Часовой механизм любви - Алла Полянская
Шрифт:
Интервал:
Закладка:
Но Егор понял, что это не так. Шатохина и Ковалев жили в этом доме вдвоем – если только Реутов не жил вместе с ними, и было это довольно необычно.
– Ладно, не мое дело.
Егор никогда не лез в дела, которые непосредственно его не касались. Но ему стало немного обидно, что его весь вечер водили за нос, он не видел в этом никакого практического смысла.
Он решил ни о чем не спрашивать Шатохину, а как-нибудь потом расспросить Федора. Войдя в свою комнату, он лег поверх покрывала и открыл Диккенса. Он любил знакомые книги, именно они заменяли ему друзей. Когда-то в детстве он ходил в детскую библиотеку, иногда на блошиных рынках ему попадались те самые книги из детства, он всегда покупал их и перечитывал, вспоминая свои прежние ощущения от них и сравнивая с нынешними, и удивлялся, насколько поменялось его восприятие.
Он прочитал страницу, но понял, что хочет спать. Тишина дома обволакивала его, и он решил, что просто полежит с закрытыми глазами, ведь глупо же, в самом деле, спать днем! Егор отложил книгу, влез под покрывало и закрыл глаза всего на минуту, но отчего-то Маша Данилова очутилась рядом. И это оказалась не комната, а кабинет, Маша ходила из угла в угол на своих каблучищах, ее красное платье сжимало ее хилое тельце, словно хотело задушить, пышная юбка развевалась. Егор понятия не имел, что ей нужно в его кабинете, ведь она умерла.
– Наташа!
Секретарша заглянула в дверь, привычно улыбаясь.
– Кофе, Егор Алексеевич?
– Какой кофе!
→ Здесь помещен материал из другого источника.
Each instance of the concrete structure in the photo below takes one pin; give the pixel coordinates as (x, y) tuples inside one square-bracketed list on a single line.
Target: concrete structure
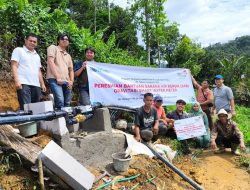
[(56, 126), (66, 167), (96, 148), (99, 122)]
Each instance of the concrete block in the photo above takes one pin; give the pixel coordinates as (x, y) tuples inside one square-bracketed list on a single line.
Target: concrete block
[(39, 107), (99, 122), (73, 128), (56, 126), (66, 167)]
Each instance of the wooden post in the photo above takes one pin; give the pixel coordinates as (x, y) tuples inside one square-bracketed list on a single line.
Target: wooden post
[(40, 170)]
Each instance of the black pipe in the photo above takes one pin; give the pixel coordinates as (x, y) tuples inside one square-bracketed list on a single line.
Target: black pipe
[(11, 113), (26, 118), (174, 168)]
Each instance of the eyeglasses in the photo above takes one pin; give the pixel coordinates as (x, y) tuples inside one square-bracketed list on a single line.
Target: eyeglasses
[(64, 39), (159, 101)]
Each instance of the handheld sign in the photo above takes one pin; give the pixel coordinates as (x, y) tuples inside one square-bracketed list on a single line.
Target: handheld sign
[(122, 85), (189, 128)]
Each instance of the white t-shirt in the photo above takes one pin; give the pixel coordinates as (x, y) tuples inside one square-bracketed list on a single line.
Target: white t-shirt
[(29, 64)]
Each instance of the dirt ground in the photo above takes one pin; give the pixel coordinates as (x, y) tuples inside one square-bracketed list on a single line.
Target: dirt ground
[(220, 172), (211, 171), (8, 97)]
Наташа, что она здесь делает?
– Ну, как же, Егор Алексеевич. Она тут работает.
Егор смотрит на безмятежное лицо Натальи, но это не Наталья, а его мать. Стоит в дверях и презрительно ухмыляется, и он понимает, что бежать ему от этих двоих некуда.
«Но я же в гостях у Шатохиной!» Осознание этого такое четкое, что кабинет исчезает, и мрак поглощает его, но это не та страшная душная тьма, что приходила к нему по ночам и лишала сна. Это ласковая, мягкая темнота, и где-то в ней слышен голос Инны, тягучий, как мед.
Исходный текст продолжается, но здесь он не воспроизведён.